Thursday, July 12, 2007

Website finally updated, hooray!

After years of malnourishment and two weeks of development, my little old static website (now using a smaller domain name!) is live. The old website, like the new website, was created via a templating system. However, the former website's templating system was homegrown using PHP4 classes (disgusting, I know...but that's all I could use at the time). Even more disgusting about my system was that it was HTML comment directives plus a regular expression parser. I was so young and naïve, and I hadn't taken a compilers class yet.
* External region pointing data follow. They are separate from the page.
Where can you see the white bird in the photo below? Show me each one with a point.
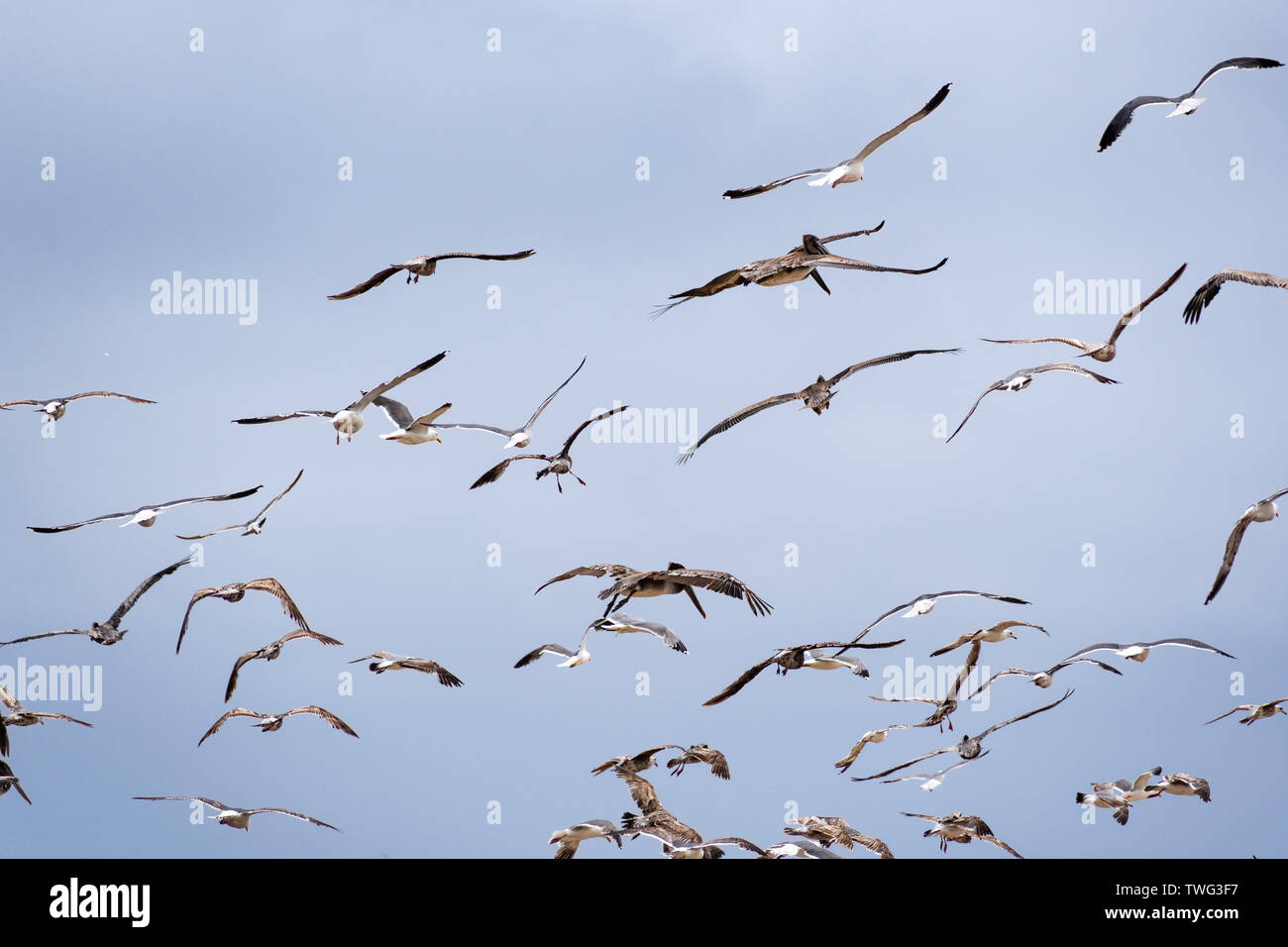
(846, 171)
(1184, 103)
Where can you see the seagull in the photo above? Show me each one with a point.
(1185, 103)
(1260, 512)
(268, 723)
(557, 464)
(110, 631)
(256, 525)
(1205, 294)
(828, 830)
(816, 397)
(797, 657)
(1022, 379)
(270, 652)
(572, 836)
(9, 781)
(999, 633)
(54, 408)
(1103, 351)
(1140, 650)
(239, 818)
(969, 748)
(147, 515)
(964, 828)
(673, 579)
(236, 591)
(1260, 711)
(18, 716)
(423, 265)
(846, 171)
(799, 263)
(348, 420)
(520, 437)
(382, 661)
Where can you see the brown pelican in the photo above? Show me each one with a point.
(348, 420)
(1261, 512)
(1205, 294)
(54, 408)
(256, 525)
(816, 397)
(239, 818)
(270, 652)
(146, 515)
(1022, 379)
(557, 464)
(110, 631)
(851, 170)
(1184, 103)
(269, 723)
(236, 591)
(423, 265)
(673, 579)
(519, 437)
(1103, 351)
So this time around, I said "screw it" and went with a) my favorite language, Python, and b) the template software that I had been using for my Trac-AtomPub plugin (yes, not -atompp anymore, per the lengthy discussion on the atom-protocol mailing list).

The Journey

As the new website was a chance to experiment with new things, I decided to take the plunge and use HTML5 to markup my website. And with any sort of experimental technology, there were many problems.
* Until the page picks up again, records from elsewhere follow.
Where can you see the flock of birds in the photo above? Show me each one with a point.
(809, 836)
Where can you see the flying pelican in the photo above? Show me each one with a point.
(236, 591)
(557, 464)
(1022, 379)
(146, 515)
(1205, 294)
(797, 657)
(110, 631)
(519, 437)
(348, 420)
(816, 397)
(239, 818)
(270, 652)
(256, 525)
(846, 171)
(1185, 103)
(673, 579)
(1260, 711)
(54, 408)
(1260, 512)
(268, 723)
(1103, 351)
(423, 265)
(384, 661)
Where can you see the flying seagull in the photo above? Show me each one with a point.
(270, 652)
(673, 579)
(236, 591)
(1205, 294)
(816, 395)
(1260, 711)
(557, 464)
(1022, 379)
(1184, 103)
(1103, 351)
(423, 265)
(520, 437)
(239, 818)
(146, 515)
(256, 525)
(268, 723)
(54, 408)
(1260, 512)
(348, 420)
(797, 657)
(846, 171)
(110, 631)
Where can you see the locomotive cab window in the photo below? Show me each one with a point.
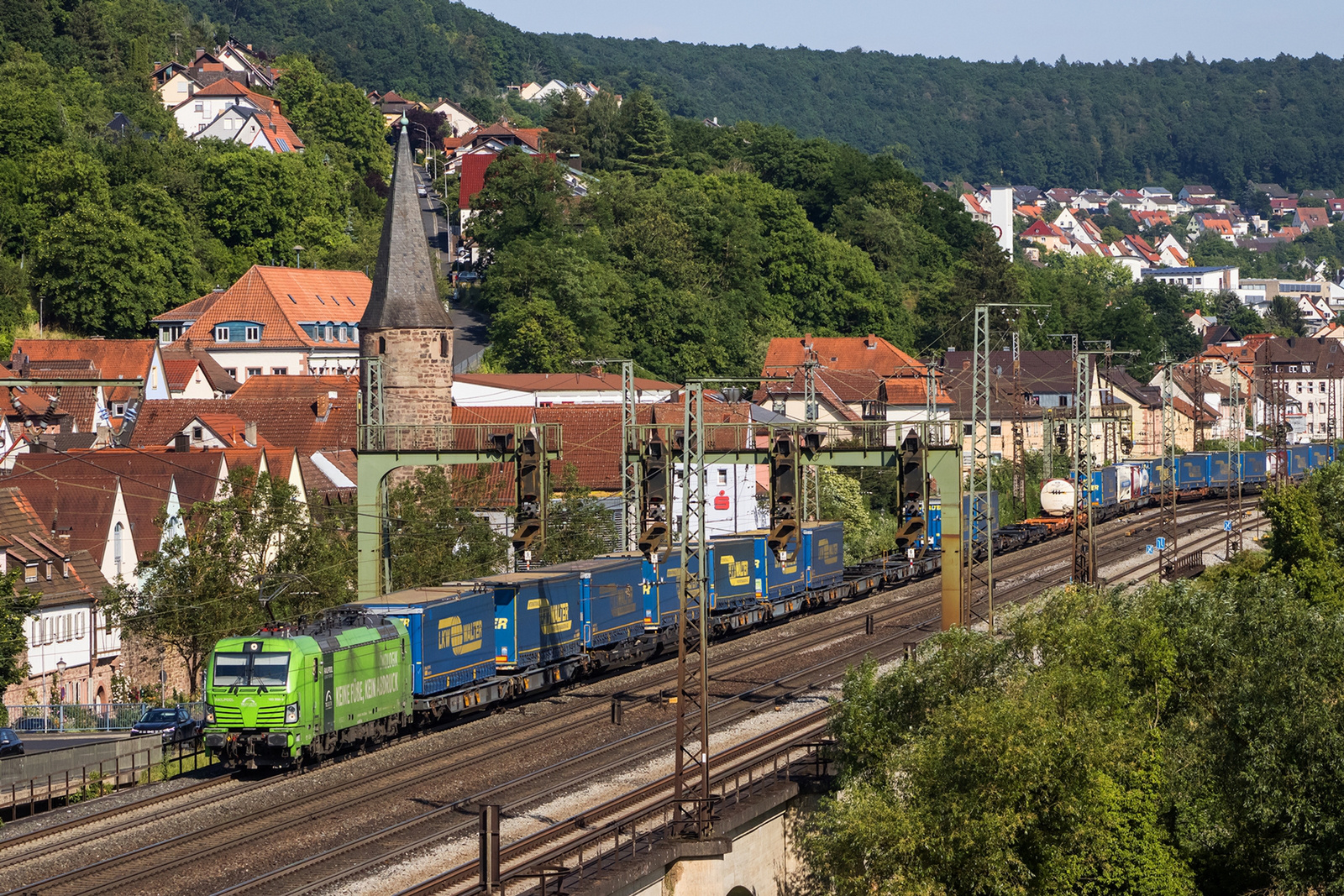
(252, 669)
First, I tried to use the genshihtml5 plugin, but strangely enough the code was a bit buggy (e.g., it was missing an import), and I could never figure out how to get it to output proper HTML5 while still removing end tags from tags which don't need them, e.g. <link/>, while retaining them for tags which require one, e.g., <script/>.

Next, I tried to use html5lib's Genshi-Stream-based tree walker. For some reason, it simply would not output any data. I don't remember all of the details, but I do remember inserting a lot of print statements in html5lib to see if I could find the bad piece.

Finally, I gave up and made Genshi just output XHTML plus the extra HTML5 tags. I figured that all of the debugging trouble simply wasn't worth it for the timeframe I had envisioned.

(As an aside, I do plan on submitting the patches that I've made as a result of this...exercise (for lack of a better word) so that they can be integrated in future releases of the respective software.)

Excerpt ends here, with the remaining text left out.